For some people, the stock market is a very mysterious beast to tame. It’s a very puzzling maze that some would choose not to get involved, if they can help it. Even though there are a lot of people who have gotten rich because of the stock market, many others still think that it’s not a safe investment. And the biggest reason for such a belief is the unpredictability of the stock market.
Why is the stock market difficult to predict?
There are many reasons why the stock market is difficult to time to predict.
Simply put, investors know that one way or another the stock market will tumble down and stock prices will fluctuate. What they don’t know is what could trigger such movements, as well as to what extent.

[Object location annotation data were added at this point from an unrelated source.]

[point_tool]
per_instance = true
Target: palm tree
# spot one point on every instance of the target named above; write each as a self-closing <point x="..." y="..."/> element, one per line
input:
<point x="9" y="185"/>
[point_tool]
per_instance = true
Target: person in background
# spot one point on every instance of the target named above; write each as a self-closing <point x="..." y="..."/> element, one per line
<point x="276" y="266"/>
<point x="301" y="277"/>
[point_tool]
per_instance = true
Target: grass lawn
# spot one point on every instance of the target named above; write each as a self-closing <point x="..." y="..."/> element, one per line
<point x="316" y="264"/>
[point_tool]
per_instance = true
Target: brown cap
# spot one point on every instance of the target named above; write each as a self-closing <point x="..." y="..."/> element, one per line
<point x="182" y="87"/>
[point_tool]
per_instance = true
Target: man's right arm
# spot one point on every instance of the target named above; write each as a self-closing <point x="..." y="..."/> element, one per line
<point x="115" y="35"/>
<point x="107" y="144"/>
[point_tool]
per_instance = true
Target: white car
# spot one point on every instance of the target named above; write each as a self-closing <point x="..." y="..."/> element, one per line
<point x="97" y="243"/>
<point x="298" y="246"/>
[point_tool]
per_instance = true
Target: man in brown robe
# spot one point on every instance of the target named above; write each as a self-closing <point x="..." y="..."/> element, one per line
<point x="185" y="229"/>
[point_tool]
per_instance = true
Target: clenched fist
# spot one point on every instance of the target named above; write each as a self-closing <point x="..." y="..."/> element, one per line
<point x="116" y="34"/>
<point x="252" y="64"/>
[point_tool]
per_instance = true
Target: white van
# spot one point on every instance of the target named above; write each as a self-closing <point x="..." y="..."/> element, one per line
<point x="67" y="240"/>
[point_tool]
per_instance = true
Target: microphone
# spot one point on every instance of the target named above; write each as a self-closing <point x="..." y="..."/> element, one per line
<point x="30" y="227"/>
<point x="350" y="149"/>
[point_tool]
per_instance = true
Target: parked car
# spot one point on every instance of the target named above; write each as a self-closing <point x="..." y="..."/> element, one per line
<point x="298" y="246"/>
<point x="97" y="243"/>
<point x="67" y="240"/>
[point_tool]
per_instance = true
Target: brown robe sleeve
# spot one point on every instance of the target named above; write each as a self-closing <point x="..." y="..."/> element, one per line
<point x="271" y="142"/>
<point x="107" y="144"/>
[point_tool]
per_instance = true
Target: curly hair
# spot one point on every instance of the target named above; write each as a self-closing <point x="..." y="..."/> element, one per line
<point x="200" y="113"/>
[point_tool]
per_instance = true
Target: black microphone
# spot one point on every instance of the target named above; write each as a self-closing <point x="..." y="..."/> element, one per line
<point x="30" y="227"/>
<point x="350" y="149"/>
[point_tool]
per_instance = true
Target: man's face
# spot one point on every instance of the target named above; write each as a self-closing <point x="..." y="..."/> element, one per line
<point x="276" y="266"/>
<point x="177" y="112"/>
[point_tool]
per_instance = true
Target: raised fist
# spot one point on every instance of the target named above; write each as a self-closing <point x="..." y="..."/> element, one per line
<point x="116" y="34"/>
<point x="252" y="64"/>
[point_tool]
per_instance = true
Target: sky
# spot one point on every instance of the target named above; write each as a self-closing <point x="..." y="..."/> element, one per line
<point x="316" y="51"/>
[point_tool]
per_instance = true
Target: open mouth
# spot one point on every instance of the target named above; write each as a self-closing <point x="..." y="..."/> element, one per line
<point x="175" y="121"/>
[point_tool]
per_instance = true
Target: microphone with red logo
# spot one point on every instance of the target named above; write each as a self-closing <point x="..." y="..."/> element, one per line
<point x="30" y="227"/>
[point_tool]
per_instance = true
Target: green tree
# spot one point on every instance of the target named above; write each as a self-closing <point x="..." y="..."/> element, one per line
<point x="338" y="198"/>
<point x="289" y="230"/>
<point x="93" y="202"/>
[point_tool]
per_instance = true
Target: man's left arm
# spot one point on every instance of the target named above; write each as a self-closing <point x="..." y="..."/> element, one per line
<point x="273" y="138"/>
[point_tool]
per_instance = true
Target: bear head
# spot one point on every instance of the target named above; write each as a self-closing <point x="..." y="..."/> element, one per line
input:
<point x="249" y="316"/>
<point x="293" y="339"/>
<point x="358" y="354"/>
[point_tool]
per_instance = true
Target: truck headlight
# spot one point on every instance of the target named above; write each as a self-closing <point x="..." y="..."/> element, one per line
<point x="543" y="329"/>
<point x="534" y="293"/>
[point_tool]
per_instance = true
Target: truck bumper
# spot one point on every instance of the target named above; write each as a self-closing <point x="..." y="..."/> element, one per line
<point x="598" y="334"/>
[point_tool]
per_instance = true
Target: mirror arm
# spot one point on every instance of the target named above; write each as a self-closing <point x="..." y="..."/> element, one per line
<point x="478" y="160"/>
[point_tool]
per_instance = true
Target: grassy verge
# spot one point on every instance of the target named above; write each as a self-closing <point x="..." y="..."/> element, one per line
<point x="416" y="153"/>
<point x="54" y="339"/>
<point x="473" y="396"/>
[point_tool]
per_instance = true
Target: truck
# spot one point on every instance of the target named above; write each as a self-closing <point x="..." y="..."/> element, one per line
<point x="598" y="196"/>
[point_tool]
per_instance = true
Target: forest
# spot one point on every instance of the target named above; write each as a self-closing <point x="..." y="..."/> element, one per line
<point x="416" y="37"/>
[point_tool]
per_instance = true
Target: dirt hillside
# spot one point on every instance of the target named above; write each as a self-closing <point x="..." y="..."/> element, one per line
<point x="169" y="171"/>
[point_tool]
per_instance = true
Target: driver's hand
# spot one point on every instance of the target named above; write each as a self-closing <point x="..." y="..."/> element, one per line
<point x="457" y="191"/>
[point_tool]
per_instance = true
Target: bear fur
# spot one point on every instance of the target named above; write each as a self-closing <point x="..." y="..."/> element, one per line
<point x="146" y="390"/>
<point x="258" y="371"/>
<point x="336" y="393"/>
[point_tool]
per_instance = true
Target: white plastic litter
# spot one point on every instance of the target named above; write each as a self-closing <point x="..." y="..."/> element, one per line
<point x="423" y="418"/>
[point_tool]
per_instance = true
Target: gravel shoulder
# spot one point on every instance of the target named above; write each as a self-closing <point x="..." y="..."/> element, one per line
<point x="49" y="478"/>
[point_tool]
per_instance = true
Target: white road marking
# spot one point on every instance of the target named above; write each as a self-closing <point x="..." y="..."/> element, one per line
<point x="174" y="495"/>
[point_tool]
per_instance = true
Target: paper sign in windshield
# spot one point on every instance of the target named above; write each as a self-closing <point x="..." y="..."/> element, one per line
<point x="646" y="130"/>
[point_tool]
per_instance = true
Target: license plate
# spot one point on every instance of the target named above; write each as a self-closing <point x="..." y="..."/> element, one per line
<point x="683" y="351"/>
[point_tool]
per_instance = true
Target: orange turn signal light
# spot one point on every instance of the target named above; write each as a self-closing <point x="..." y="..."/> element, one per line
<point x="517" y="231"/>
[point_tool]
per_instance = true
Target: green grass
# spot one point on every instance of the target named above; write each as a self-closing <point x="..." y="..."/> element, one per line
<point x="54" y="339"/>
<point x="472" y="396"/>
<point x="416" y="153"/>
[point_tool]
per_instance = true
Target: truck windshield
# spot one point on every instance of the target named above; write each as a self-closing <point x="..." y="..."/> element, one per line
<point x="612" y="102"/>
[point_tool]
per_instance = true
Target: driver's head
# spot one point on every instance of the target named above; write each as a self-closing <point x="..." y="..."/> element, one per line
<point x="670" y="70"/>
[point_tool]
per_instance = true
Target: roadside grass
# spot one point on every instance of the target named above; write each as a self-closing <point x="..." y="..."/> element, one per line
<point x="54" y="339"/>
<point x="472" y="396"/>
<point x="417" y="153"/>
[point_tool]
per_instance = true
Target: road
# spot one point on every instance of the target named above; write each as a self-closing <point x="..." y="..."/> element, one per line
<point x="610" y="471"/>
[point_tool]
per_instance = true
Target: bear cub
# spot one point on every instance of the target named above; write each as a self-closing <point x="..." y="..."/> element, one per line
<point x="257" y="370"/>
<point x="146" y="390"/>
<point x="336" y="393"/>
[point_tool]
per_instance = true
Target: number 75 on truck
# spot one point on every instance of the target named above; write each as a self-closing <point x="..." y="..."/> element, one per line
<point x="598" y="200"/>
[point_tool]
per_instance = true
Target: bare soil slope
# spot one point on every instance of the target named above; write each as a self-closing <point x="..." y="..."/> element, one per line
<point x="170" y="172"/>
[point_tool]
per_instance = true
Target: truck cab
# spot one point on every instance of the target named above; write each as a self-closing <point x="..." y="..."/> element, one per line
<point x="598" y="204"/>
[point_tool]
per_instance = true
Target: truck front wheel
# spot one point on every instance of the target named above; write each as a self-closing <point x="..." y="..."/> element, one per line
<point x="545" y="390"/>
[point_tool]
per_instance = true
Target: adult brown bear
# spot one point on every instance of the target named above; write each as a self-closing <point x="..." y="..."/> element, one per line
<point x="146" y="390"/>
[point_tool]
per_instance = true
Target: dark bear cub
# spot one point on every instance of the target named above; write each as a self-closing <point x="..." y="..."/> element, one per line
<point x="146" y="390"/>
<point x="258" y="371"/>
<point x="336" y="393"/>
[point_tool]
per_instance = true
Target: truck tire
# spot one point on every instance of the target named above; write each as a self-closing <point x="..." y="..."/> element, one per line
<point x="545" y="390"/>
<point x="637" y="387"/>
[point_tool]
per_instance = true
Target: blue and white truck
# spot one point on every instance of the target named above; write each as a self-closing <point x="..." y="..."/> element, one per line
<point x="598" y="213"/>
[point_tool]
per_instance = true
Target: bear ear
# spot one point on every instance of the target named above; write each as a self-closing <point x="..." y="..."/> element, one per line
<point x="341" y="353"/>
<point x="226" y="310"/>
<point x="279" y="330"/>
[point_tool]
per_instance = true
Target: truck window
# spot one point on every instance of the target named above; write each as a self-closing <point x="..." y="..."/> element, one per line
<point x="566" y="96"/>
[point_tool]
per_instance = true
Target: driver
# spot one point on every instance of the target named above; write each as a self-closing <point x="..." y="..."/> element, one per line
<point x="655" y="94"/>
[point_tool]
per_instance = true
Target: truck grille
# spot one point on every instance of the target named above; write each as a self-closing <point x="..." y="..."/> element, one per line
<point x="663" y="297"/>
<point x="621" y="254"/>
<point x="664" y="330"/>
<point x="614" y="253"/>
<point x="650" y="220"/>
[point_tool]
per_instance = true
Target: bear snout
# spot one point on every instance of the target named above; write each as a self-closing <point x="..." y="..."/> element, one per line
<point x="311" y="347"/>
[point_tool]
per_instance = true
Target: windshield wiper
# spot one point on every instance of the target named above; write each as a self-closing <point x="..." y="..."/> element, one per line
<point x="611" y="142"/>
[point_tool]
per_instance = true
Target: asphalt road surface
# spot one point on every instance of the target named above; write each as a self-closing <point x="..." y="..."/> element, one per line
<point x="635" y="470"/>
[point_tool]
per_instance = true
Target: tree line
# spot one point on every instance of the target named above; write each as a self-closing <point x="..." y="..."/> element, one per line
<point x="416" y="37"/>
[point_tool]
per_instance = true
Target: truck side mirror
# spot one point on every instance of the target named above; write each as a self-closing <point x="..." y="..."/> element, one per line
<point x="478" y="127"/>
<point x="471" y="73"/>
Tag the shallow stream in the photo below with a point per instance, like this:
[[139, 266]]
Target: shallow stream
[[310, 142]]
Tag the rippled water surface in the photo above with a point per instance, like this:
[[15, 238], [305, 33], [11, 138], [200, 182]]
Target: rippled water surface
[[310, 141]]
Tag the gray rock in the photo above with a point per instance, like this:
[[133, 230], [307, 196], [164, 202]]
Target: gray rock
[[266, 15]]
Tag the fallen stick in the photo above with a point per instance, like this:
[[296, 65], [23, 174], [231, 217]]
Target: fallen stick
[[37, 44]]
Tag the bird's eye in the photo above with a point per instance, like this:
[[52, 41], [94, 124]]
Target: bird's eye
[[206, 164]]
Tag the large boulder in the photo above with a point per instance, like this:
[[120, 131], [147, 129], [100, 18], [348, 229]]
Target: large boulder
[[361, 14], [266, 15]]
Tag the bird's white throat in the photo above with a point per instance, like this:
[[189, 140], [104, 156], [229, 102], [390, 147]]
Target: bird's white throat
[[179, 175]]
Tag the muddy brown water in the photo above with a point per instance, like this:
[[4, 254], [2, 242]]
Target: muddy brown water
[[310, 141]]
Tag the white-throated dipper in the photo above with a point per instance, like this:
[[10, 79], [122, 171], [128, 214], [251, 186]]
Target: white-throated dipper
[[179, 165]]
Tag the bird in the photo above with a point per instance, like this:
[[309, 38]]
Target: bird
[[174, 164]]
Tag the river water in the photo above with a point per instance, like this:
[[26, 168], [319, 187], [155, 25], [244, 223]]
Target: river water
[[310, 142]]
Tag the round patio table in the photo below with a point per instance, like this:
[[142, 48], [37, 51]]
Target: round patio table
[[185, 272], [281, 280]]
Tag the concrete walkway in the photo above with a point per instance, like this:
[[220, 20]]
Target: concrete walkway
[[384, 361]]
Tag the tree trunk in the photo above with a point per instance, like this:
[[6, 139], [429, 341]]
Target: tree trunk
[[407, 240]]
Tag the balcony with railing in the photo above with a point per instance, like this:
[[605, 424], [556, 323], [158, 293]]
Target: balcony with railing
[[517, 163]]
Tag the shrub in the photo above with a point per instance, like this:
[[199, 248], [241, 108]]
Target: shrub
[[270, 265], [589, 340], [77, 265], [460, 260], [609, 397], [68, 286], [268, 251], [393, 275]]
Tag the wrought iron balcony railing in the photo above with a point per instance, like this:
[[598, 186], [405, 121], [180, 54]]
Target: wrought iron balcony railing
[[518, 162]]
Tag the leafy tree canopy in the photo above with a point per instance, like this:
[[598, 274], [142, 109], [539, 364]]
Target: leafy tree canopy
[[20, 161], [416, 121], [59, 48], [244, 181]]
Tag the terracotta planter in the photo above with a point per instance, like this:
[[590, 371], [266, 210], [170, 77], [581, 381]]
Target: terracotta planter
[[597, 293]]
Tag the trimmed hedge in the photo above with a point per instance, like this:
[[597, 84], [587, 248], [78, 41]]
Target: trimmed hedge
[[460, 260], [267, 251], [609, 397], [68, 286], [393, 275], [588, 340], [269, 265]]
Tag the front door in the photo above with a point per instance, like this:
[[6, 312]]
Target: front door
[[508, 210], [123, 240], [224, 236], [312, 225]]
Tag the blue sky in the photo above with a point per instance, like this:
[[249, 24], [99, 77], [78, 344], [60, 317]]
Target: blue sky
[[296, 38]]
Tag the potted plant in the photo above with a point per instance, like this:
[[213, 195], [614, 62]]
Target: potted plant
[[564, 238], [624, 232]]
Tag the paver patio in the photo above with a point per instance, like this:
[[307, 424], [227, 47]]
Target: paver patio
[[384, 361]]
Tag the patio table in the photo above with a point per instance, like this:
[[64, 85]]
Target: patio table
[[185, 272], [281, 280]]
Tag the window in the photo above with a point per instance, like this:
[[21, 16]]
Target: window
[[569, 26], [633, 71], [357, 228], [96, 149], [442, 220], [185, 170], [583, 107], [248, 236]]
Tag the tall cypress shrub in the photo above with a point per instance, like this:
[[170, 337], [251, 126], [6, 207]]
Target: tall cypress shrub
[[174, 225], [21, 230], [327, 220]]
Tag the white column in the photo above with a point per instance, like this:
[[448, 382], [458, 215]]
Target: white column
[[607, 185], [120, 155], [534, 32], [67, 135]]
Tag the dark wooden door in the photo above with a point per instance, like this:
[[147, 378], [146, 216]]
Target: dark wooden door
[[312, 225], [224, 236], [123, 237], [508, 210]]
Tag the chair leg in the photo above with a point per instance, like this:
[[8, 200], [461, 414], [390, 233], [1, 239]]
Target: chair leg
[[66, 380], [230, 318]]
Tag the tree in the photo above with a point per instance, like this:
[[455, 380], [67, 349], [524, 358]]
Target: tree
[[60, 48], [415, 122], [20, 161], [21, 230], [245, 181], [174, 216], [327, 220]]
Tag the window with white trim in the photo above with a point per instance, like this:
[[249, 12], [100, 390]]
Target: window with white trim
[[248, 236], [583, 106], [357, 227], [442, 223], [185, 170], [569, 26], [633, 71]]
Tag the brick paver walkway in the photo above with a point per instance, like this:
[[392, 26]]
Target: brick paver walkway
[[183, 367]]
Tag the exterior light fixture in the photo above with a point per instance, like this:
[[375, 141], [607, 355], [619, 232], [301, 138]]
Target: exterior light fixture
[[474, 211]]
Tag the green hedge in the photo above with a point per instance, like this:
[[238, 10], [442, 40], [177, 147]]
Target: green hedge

This compels some to stay on the sidelines and wait until they can finally get in. There are also those who are willing to risk it and jump in, since the return on plain cash is so low and it’s just too bad to earn zero while seeing stocks moving higher.
However, if one is on the sidelines, he won’t know exactly when to get in. And if one’s already in, when’s the best time to get out?
These questions would easily be answer were the stock market predictable. In these scenarios, there are three main forces at work, namely, the stock valuation, the trigger, and the human decision-making workings.
For fundamental analysts, there is this thing called “intrinsic value,” which is simply referring to the actual value of a stock. The stock’s intrinsic value may or may not be the same as its current market value. It may be higher and it may be lower.
Investors typically want to buy undervalued stocks, which are those that have lower market prices than their intrinsic values. Once they acquire the stock, all they have to do is to wait until the market reflects the real value of the stock.
On the hand, investors try to avoid stocks that have higher market prices than their intrinsic value, or those that are called overvalued stocks.
The problem lies in the fact that no one can be entirely sure of the stock’s intrinsic value. No one also knows when the market will reflect the stock’s intrinsic value.
Knowing which event will trigger the next fluctuation of a stock’s price is like trying to know which alien will next visit the earth in a hundred years or so. In other words, it’s practically impossible to be 100 percent sure about the trigger.
Every person/investor has a different way of thinking, applying different logic and emotion. People analyze a situation differently from one another and that means investors may react to various things in the stock market in a thousand different ways.
Different investors also have different ways of assessing their decisions. And in many cases, there’s some form of bias involved in the decision making process.